Galaxy in the constellation Virgo

NGC 4981 is a barred spiral galaxy in the constellation of Virgo. Its velocity with respect to the cosmic microwave background is 2002±23 km/s, which corresponds to a Hubble distance of 29.54 ± 2.09 Mpc. However, 20 non-redshift measurements give a closer distance of 22.380 ± 0.645 Mpc. It was discovered by German-British astronomer William Herschel on 17 April 1784.

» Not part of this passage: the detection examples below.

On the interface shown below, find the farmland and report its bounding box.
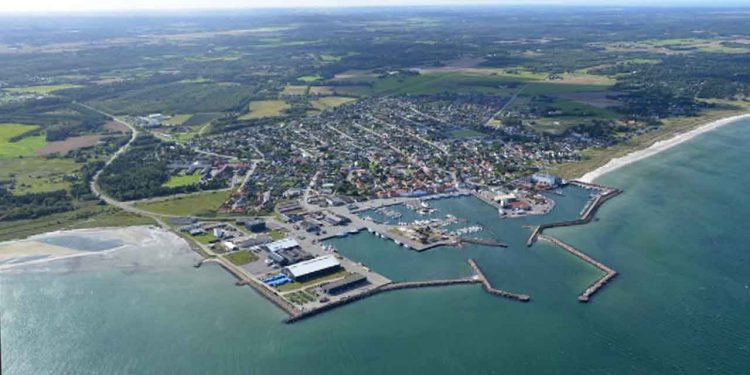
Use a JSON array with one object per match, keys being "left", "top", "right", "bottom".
[
  {"left": 162, "top": 172, "right": 201, "bottom": 187},
  {"left": 0, "top": 124, "right": 47, "bottom": 158},
  {"left": 3, "top": 84, "right": 81, "bottom": 94},
  {"left": 0, "top": 157, "right": 80, "bottom": 195},
  {"left": 135, "top": 191, "right": 229, "bottom": 216},
  {"left": 240, "top": 100, "right": 289, "bottom": 120},
  {"left": 310, "top": 96, "right": 357, "bottom": 111}
]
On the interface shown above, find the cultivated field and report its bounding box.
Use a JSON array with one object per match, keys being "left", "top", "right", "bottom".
[
  {"left": 135, "top": 191, "right": 230, "bottom": 216},
  {"left": 310, "top": 96, "right": 357, "bottom": 111},
  {"left": 36, "top": 134, "right": 102, "bottom": 155},
  {"left": 3, "top": 84, "right": 81, "bottom": 94},
  {"left": 0, "top": 124, "right": 47, "bottom": 158},
  {"left": 240, "top": 100, "right": 289, "bottom": 120},
  {"left": 0, "top": 157, "right": 80, "bottom": 195}
]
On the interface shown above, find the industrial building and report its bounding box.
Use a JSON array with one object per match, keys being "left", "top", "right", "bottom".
[
  {"left": 263, "top": 238, "right": 312, "bottom": 266},
  {"left": 245, "top": 220, "right": 266, "bottom": 233},
  {"left": 282, "top": 255, "right": 341, "bottom": 282}
]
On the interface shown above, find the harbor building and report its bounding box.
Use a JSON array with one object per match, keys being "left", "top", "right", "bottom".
[
  {"left": 282, "top": 255, "right": 341, "bottom": 281},
  {"left": 245, "top": 220, "right": 266, "bottom": 233}
]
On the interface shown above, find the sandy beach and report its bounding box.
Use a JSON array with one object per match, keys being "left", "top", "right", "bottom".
[
  {"left": 578, "top": 114, "right": 750, "bottom": 182},
  {"left": 0, "top": 226, "right": 189, "bottom": 271}
]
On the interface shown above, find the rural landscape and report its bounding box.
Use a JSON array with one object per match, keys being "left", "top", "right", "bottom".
[{"left": 0, "top": 6, "right": 750, "bottom": 374}]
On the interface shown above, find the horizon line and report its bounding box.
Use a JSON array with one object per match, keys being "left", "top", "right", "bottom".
[{"left": 0, "top": 1, "right": 750, "bottom": 17}]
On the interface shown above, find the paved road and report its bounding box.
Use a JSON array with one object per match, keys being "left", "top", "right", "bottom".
[{"left": 484, "top": 85, "right": 526, "bottom": 127}]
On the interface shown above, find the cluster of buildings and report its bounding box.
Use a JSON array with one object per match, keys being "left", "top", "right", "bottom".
[{"left": 187, "top": 94, "right": 578, "bottom": 212}]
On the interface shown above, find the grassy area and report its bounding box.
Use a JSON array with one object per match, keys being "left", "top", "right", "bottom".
[
  {"left": 550, "top": 102, "right": 750, "bottom": 179},
  {"left": 239, "top": 100, "right": 289, "bottom": 120},
  {"left": 224, "top": 250, "right": 258, "bottom": 266},
  {"left": 0, "top": 123, "right": 47, "bottom": 158},
  {"left": 523, "top": 82, "right": 612, "bottom": 95},
  {"left": 162, "top": 172, "right": 201, "bottom": 188},
  {"left": 370, "top": 73, "right": 523, "bottom": 95},
  {"left": 135, "top": 190, "right": 230, "bottom": 216},
  {"left": 552, "top": 99, "right": 621, "bottom": 120},
  {"left": 0, "top": 157, "right": 80, "bottom": 194},
  {"left": 3, "top": 84, "right": 81, "bottom": 94},
  {"left": 276, "top": 269, "right": 350, "bottom": 292},
  {"left": 310, "top": 96, "right": 357, "bottom": 111},
  {"left": 297, "top": 74, "right": 323, "bottom": 83},
  {"left": 284, "top": 290, "right": 317, "bottom": 305},
  {"left": 268, "top": 229, "right": 286, "bottom": 241},
  {"left": 451, "top": 129, "right": 485, "bottom": 138},
  {"left": 191, "top": 233, "right": 219, "bottom": 245},
  {"left": 182, "top": 112, "right": 224, "bottom": 126},
  {"left": 281, "top": 85, "right": 307, "bottom": 95},
  {"left": 167, "top": 113, "right": 193, "bottom": 125},
  {"left": 0, "top": 203, "right": 156, "bottom": 241}
]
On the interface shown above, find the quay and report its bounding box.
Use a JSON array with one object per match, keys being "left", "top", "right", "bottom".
[
  {"left": 195, "top": 257, "right": 300, "bottom": 316},
  {"left": 459, "top": 237, "right": 508, "bottom": 248},
  {"left": 526, "top": 181, "right": 622, "bottom": 247},
  {"left": 539, "top": 235, "right": 617, "bottom": 303},
  {"left": 284, "top": 277, "right": 480, "bottom": 324},
  {"left": 468, "top": 259, "right": 531, "bottom": 302},
  {"left": 284, "top": 259, "right": 531, "bottom": 324}
]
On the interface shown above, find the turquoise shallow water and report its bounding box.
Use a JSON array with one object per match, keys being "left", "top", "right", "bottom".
[{"left": 0, "top": 122, "right": 750, "bottom": 375}]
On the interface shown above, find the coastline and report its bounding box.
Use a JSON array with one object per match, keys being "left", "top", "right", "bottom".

NGC 4981 is a LINER galaxy, i.e. a galaxy whose nucleus has an emission spectrum characterized by broad lines of weakly ionized atoms.

==NGC 4995 group==
According to A. M. Garcia, NGC 4981 is part of the NGC 4995 group (also known as LGG 333). This group of galaxies has at least five members, including NGC 4928, NGC 4942, NGC 4995, and IC 4212.

==Supernovae==
Two supernovae have been observed in NGC 4981:
- SN 1968I (Type Ia, mag. 13.5) was discovered by Hungarian astronomer Miklós Lovas on 23 April 1968.
- SN 2007C (Type Ib, mag. 15.9) was discovered by Kōichi Itagaki on 7 January 2007.